A simple question for you all; posed to me by a friend and I'm too dumb to get it.

Basically he asked what was the value of 'a' if:

a = 2^(0.5) +(((2^(0.5) +((2^(0.5)) + .....

I HOPE that I have the notation right. I get the feeling that the answer is two, but some logic would be nice to go with my answer. Thanks in advance,

Michael

if i understand you correctly you want to add 2^0.5 to 2^0.5 an infinite number of times.
i'm pretty sure that makes your answer 2^0.5 times infinity, or a=infinity. i think.

the reasoning:
basically you got 2^0.5(n+1)= F(n+1)

where n is the number of times you add 2^0.5 to 2^0.5.

if F(n+1)=a=2 then (n+1)=2^0.5
which means you only add 2^0.5 to 2^0.5, [2^0.5-1] number of times.

that could be explained better but the holidays have turned my mind into something completely unordered and lazy.

Thanks Wallaby but that is not what I want to do. Sorry that my notation is poor. I will try to explain again:

say that x = 2^0.5.

y = (2+x)^0.5

z = (2+y)^0.5

x is the 1st term in a number series, y is the 2nd term and z is the 3th term and this method will continue infinately up to the infinite term if that makes sense.

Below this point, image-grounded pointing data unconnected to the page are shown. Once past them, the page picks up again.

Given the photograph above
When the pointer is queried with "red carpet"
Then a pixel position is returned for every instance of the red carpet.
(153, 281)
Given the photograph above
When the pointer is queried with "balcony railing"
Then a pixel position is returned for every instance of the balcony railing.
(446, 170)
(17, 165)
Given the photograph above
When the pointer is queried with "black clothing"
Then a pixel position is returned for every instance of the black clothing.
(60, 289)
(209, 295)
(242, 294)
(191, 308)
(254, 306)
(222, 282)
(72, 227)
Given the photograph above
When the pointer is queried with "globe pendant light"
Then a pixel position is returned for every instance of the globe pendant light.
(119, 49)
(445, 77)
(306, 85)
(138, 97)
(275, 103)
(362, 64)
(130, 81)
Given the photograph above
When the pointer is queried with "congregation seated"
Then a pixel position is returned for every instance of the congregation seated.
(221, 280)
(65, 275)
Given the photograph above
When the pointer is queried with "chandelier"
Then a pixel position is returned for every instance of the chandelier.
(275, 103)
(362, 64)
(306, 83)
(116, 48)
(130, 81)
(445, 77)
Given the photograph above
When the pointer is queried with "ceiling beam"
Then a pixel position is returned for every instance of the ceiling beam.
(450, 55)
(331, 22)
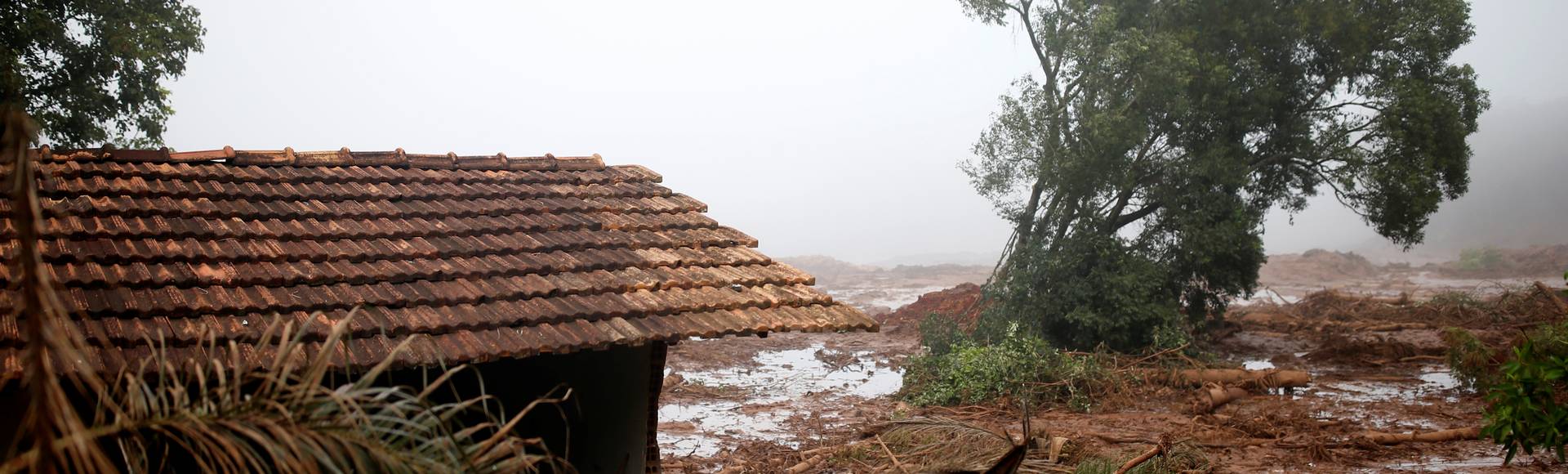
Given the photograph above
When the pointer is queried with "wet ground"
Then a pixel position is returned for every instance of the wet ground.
(804, 391)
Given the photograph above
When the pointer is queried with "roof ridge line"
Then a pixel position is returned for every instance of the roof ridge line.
(339, 158)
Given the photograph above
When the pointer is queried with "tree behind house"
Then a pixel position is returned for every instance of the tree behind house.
(1138, 162)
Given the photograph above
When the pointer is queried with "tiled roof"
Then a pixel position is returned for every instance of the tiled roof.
(490, 257)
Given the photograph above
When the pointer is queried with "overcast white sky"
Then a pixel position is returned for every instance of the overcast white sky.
(821, 127)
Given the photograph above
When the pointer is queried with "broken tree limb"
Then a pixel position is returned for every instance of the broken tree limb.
(1249, 378)
(1396, 327)
(806, 465)
(1131, 463)
(1428, 436)
(1215, 396)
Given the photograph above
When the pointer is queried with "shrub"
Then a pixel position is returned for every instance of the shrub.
(940, 333)
(1015, 368)
(1525, 414)
(1470, 358)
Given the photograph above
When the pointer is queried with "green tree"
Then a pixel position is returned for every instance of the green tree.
(90, 71)
(1138, 162)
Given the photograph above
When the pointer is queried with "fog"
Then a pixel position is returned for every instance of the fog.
(821, 127)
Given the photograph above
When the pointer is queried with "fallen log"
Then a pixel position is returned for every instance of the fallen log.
(1215, 396)
(806, 465)
(1131, 463)
(1247, 378)
(1428, 436)
(1396, 327)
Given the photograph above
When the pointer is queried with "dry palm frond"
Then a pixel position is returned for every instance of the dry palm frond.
(940, 443)
(225, 416)
(54, 356)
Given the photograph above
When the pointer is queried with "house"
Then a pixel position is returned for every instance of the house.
(538, 271)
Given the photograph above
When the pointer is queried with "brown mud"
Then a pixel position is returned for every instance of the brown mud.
(1374, 361)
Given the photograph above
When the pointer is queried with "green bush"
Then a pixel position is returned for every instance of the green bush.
(1015, 368)
(1470, 358)
(940, 333)
(1472, 259)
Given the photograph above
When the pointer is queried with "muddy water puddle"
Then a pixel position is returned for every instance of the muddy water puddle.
(783, 385)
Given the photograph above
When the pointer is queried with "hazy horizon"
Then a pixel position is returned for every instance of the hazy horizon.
(819, 127)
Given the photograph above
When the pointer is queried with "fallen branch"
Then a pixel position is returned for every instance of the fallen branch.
(1215, 396)
(1428, 436)
(1549, 293)
(1396, 327)
(896, 463)
(806, 465)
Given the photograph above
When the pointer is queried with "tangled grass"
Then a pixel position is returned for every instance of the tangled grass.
(220, 414)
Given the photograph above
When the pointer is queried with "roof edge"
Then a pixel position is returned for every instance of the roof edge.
(341, 158)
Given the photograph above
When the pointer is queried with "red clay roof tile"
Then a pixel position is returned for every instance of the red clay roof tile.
(475, 257)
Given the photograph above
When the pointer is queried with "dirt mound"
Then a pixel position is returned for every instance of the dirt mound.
(1348, 349)
(1503, 262)
(957, 302)
(1316, 266)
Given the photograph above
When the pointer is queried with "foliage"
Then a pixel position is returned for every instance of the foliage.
(1181, 458)
(1017, 368)
(941, 335)
(90, 71)
(1156, 136)
(1470, 358)
(1117, 297)
(216, 414)
(1476, 259)
(1525, 412)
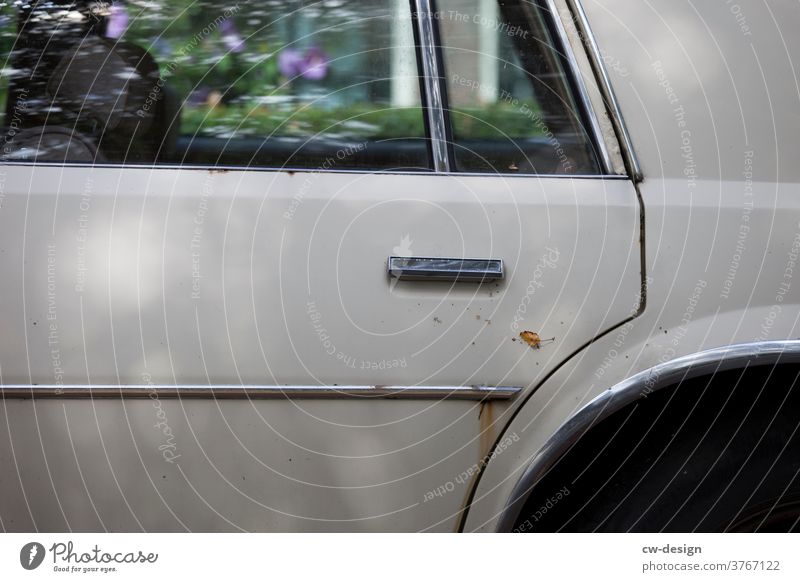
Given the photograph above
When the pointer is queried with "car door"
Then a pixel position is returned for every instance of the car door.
(202, 328)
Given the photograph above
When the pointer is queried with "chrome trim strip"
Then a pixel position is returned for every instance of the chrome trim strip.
(634, 388)
(606, 88)
(445, 269)
(384, 172)
(583, 94)
(247, 392)
(434, 98)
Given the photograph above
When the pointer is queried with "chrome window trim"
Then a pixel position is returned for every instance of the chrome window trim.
(481, 393)
(606, 88)
(388, 172)
(433, 98)
(582, 91)
(628, 391)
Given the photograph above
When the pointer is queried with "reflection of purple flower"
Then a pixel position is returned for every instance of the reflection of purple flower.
(316, 64)
(313, 65)
(117, 22)
(289, 63)
(231, 36)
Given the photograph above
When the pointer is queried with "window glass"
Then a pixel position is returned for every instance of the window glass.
(511, 106)
(330, 83)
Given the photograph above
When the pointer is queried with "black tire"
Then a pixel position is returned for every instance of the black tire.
(728, 460)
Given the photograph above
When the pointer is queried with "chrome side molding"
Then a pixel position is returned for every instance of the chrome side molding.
(481, 393)
(443, 269)
(634, 388)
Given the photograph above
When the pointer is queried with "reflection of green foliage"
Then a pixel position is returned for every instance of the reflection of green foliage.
(497, 120)
(348, 122)
(358, 121)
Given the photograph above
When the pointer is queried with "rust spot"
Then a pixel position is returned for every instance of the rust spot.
(486, 424)
(533, 339)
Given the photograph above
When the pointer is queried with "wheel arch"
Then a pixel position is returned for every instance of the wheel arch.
(628, 392)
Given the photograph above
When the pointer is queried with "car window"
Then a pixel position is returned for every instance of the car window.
(278, 83)
(511, 104)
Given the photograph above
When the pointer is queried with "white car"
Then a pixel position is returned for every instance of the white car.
(390, 265)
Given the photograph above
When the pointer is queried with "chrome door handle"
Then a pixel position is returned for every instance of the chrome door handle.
(444, 269)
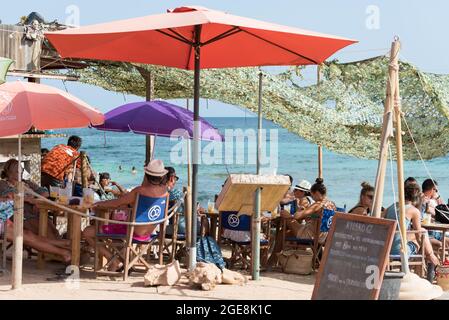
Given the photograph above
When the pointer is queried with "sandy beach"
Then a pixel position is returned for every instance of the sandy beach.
(272, 286)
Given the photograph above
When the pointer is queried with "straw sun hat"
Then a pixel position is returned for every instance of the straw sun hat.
(156, 168)
(304, 185)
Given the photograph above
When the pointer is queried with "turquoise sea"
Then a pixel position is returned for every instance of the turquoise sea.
(343, 174)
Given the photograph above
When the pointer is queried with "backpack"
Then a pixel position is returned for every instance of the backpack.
(207, 250)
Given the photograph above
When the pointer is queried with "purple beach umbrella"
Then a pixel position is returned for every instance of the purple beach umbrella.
(157, 118)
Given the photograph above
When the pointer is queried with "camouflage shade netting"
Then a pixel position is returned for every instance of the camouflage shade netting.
(344, 113)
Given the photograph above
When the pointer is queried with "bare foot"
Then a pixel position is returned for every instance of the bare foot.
(434, 259)
(115, 267)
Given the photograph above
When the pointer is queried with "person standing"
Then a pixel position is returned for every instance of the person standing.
(60, 161)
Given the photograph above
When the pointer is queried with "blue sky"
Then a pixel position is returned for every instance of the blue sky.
(421, 25)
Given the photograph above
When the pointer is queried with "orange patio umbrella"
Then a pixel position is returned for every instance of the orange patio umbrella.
(24, 105)
(195, 38)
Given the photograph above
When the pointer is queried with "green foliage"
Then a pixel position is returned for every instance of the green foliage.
(344, 113)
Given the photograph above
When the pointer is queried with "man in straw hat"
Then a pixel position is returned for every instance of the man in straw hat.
(303, 199)
(154, 186)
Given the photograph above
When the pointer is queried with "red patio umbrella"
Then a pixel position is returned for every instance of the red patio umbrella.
(194, 38)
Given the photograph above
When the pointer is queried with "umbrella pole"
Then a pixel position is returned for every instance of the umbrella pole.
(320, 148)
(400, 160)
(149, 139)
(255, 255)
(195, 147)
(188, 206)
(387, 132)
(18, 227)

So what would the inifinte term be? 2? Why?

Thanks again?

Michael?

2^0.5 as any engineer will tell you off the top of his head is 1.414,

so in your original post it's just 1.414n

in your second post I suggest you could write a simple VB program to compute it, but it's a divergent series so don't wait up for a 'fixed' answer!

Thanks Megabrain. I now know that what I have written in my second post is 100% correct. This was actually a question posted to a friend of mine at a Cambridge interview for his maths degree.

There is some sort of logic which means you know instinctively that the answer is two, and therefore does not require VB programming to compute.

Okay, lets first get the notation out of the way:

You want to know what the limit as n -> infinity of x_n+1 = Sqrt(2+x_n) is. LEts ignore the tedium of proving this is a contraction mapping and that a contraction mapping converges to one of its fixed points and just use the results on faith. So what we have to do is find the fixed points of x_n+1 = Sqrt(2+x_n) i.e.

find t such that t = Sqrt(2+t) => t² - t - 2 = 0 => t = 2 or t = -1.

Now x_n > 0 for all n so we know that x_n must converge to 2.

QED

Yes, that makes perfect sense now. I can hold my head high! Thanks River Rat.

Michael

YOur wish to close the thread - Granted.